Asawa’s fascination with natural geometries was influenced in part by Buckminster Fuller, who came to the Black Mountain faculty in 1948 with, as she put it, “his magical world of mathematical models in an aluminum pendant.” Asawa took his architecture and industrial engineering classes and watched him build the first of his geodesic domes (he liked to suspend students from the ceiling to demonstrate their resilience). Her most complex wire constructions, such as the untitled seven-lobed sculpture in MAO’s first room, which she gave to Fuller in 1961, she viewed as a sculptural expression of his belief in the fundamental interconnectedness of life on “Spaceship Earth”.
citizens of the universe is the first museum exhibition of Asawa’s work outside the US (she will be traveling to Norway’s Stavanger Art Museum this fall), but it has not been neglected at home. A print she created with cascading lines of “BMC” laundry stamps became the cover of the official Black Mountain brochure in 1949 and later became a fabric and wallpaper design. she exhibited throughout her life, with her first museum exhibition in 1960 and her first retrospective in 1973; and the first edition of art forum claimed that her “economically valued works are certainly among the most original and satisfying new sculptures to have come about in the western United States”. In 1982, San Francisco instituted a “Ruth Asawa Day.”

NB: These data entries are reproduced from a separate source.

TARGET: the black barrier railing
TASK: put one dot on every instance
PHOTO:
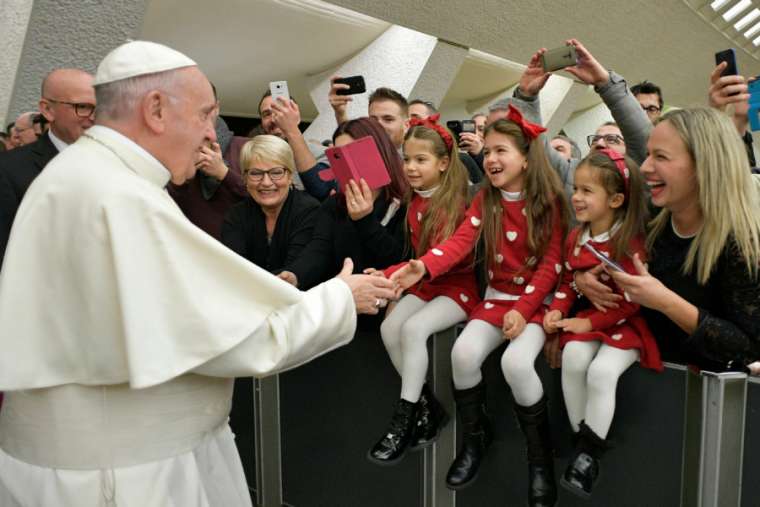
(315, 424)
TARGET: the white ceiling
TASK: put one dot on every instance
(244, 44)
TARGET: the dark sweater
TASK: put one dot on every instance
(728, 331)
(368, 243)
(244, 231)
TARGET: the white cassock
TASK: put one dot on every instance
(122, 327)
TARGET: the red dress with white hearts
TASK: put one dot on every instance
(458, 284)
(517, 280)
(621, 327)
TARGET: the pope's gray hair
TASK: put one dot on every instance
(119, 99)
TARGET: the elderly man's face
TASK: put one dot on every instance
(68, 103)
(190, 124)
(24, 130)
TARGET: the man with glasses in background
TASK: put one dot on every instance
(649, 96)
(68, 104)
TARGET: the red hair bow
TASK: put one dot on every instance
(431, 122)
(619, 160)
(531, 130)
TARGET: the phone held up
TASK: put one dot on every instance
(728, 56)
(559, 58)
(279, 89)
(355, 85)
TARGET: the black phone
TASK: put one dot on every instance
(728, 56)
(455, 126)
(356, 85)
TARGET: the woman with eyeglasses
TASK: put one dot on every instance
(364, 225)
(274, 225)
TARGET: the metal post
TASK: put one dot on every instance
(714, 439)
(438, 457)
(266, 399)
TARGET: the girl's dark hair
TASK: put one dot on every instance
(544, 197)
(363, 127)
(633, 214)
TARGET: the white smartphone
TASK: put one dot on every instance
(279, 89)
(614, 265)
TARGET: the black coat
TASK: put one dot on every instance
(18, 168)
(244, 231)
(368, 243)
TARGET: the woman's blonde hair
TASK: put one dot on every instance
(269, 149)
(448, 203)
(728, 197)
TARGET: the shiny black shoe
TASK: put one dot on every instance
(580, 476)
(476, 437)
(391, 448)
(534, 422)
(583, 471)
(431, 419)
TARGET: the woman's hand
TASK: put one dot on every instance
(575, 326)
(359, 201)
(288, 277)
(409, 275)
(514, 324)
(210, 161)
(600, 295)
(588, 69)
(550, 320)
(643, 288)
(533, 77)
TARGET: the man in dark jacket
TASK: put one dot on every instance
(68, 104)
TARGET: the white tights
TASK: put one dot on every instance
(405, 332)
(590, 372)
(479, 339)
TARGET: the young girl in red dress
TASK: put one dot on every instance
(438, 200)
(610, 205)
(521, 218)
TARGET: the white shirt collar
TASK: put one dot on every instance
(599, 238)
(426, 193)
(511, 196)
(153, 170)
(59, 144)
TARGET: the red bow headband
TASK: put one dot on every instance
(619, 160)
(431, 122)
(531, 130)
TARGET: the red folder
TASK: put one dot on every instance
(356, 160)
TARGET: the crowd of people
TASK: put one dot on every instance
(646, 250)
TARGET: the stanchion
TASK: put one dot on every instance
(437, 458)
(266, 399)
(713, 439)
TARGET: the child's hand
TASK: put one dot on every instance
(553, 353)
(410, 274)
(575, 326)
(514, 324)
(374, 272)
(550, 321)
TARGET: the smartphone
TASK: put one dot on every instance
(355, 83)
(468, 126)
(279, 89)
(729, 56)
(455, 126)
(614, 265)
(559, 58)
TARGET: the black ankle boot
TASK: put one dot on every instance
(431, 418)
(392, 446)
(534, 422)
(583, 470)
(476, 436)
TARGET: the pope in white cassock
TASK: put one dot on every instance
(123, 324)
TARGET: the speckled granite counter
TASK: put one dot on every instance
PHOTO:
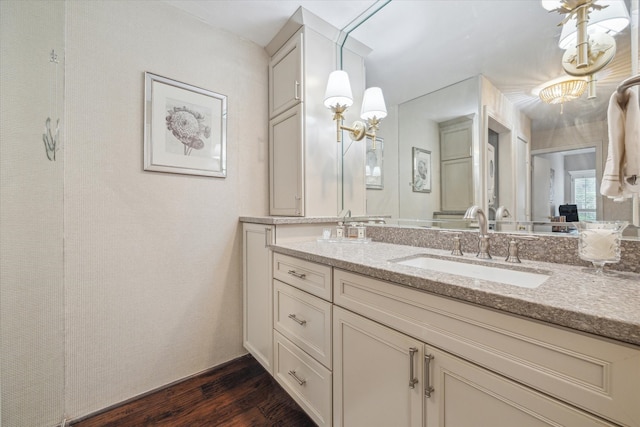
(280, 220)
(606, 305)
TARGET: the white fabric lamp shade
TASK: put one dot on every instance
(338, 90)
(373, 104)
(551, 4)
(610, 20)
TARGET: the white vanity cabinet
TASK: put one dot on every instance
(383, 377)
(257, 335)
(302, 334)
(257, 282)
(469, 366)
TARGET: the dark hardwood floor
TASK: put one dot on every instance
(239, 393)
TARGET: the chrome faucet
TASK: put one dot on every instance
(474, 212)
(501, 213)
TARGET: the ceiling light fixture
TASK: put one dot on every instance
(589, 43)
(563, 91)
(338, 97)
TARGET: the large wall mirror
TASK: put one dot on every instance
(459, 81)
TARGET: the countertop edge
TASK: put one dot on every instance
(575, 320)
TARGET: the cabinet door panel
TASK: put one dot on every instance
(285, 77)
(456, 184)
(372, 367)
(257, 287)
(286, 164)
(455, 139)
(466, 395)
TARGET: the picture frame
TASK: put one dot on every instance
(421, 170)
(374, 170)
(185, 128)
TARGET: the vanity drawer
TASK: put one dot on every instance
(598, 375)
(303, 319)
(306, 380)
(308, 276)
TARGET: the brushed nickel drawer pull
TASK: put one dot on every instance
(298, 321)
(428, 389)
(298, 275)
(298, 379)
(412, 379)
(296, 86)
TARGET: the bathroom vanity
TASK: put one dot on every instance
(363, 335)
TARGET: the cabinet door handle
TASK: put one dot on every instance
(300, 322)
(428, 389)
(298, 379)
(298, 203)
(267, 236)
(412, 378)
(298, 275)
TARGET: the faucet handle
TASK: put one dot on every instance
(512, 249)
(457, 246)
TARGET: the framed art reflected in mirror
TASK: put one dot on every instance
(374, 171)
(421, 170)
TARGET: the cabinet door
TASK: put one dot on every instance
(456, 184)
(285, 77)
(286, 195)
(455, 139)
(461, 394)
(375, 372)
(257, 286)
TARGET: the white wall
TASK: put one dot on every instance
(152, 261)
(31, 213)
(385, 201)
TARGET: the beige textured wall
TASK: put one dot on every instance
(152, 260)
(152, 285)
(31, 211)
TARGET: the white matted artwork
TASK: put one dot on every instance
(185, 128)
(421, 170)
(373, 168)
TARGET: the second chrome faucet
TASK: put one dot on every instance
(475, 212)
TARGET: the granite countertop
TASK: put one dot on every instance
(607, 305)
(276, 220)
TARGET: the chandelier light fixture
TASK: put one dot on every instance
(589, 43)
(338, 97)
(563, 91)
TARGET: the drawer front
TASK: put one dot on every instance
(306, 380)
(598, 375)
(304, 319)
(308, 276)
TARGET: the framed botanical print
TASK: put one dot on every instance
(421, 170)
(374, 171)
(185, 128)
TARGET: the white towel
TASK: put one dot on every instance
(621, 177)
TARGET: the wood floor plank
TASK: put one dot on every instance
(238, 394)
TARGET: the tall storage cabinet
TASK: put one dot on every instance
(304, 156)
(456, 164)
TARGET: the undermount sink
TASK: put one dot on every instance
(523, 279)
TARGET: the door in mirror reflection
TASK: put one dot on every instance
(565, 178)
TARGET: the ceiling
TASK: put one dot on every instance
(419, 46)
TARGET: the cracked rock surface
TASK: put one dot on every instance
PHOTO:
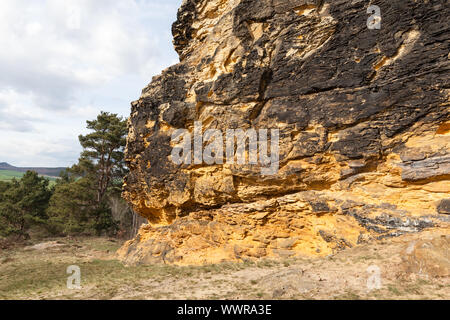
(363, 116)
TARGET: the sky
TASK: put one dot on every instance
(64, 61)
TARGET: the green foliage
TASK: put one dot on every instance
(79, 204)
(71, 206)
(8, 175)
(23, 203)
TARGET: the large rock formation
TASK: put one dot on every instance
(364, 129)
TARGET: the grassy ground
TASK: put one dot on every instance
(27, 273)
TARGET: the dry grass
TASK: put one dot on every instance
(41, 274)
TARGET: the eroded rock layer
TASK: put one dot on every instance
(363, 116)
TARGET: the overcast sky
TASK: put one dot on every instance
(63, 61)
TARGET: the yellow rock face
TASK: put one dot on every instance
(364, 131)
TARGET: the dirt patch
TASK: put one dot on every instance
(413, 266)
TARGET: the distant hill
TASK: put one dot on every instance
(49, 172)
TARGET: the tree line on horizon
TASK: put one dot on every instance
(86, 199)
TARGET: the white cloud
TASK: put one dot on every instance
(63, 61)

However, when her work was admired, it was sometimes at the expense of her philosophy. Asawa’s statements about the therapeutic nature of art-making are usually glossed over by curators, as is the closeness of her work to traditional crafts. In contrast, the MAO show grounds the sculptures in their broader practice and principles. She didn’t see herself as an activist – although she was involved in many campaigns, she preferred to “work on an idea”, but the serenity of her works should not be enjoyed at a distance from their creation. In 1963, while visiting C&M Plating Works (the company that cleaned and oxidized her sculptures), Asawa noticed the encrusted copper rods used to remove tiny bumps from car bumpers. She asked if it would be possible to reverse the electroplating process to allow new growth to appear on her copper wire sculptures. The coaters agreed, and the idea resulted in a short series (small examples are included in the exhibition) that reflect their enthusiasm for the process and the calligraphic power of their ideas, ranging from dry cacti and chrome bumpers to masterful, haunted sculptures pass.